Ngari virus

Virus classification
- (unranked): Virus
- Realm: Riboviria
- Kingdom: Orthornavirae
- Phylum: Negarnaviricota
- Class: Bunyaviricetes
- Order: Elliovirales
- Family: Peribunyaviridae
- Genus: Orthobunyavirus
- Species: Bunyamwera orthobunyavirus
- Virus: Ngari virus

= Ngari virus =

RNA virus

Ngari virus (NRIV) is a single-stranded, negative sense, tri-segmented RNA virus. It is a subtype of the Bunyamwera virus (BUNV) and closely related to the Batai virus (BATV). NRIV is the only reassortment virus of the subtypes. There is evidence suggesting that NRIV stems from a naturally occurring reassortment event in which a host was infected with both BUNV and BATV. It is commonly found in areas that experience an outbreak of Rift Valley fever virus (RVFV)

== Transmission ==
The primary form of transmission of the virus to humans is through mosquitos.
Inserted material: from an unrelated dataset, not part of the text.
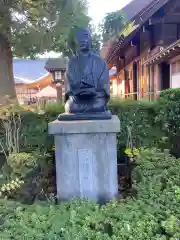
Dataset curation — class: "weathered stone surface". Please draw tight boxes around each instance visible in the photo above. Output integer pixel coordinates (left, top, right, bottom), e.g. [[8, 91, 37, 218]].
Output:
[[49, 115, 120, 135], [49, 116, 120, 202]]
Although mosquitos are the primary source, the virus was also detected in Ixodid ticks found on cattle in Guinea but there is no evidence indicating that they are able to spread the virus. Furthermore, the virus has previously been found within goats and sheep in Mauritania.

== Geography ==
The virus has been reported primarily in African countries which include Mauritania, Senegal, Sudan, Central African Republic, DRC, Kenya, Somalia, South Africa, and Madagascar.

== Effects in Humans ==
Humans that are infected by the virus typically develop severe or fatal hemorrhagic fever.

== History ==
Ngari virus was first isolated in Senegal in 1979 from Aedes simpsoni mosquitos.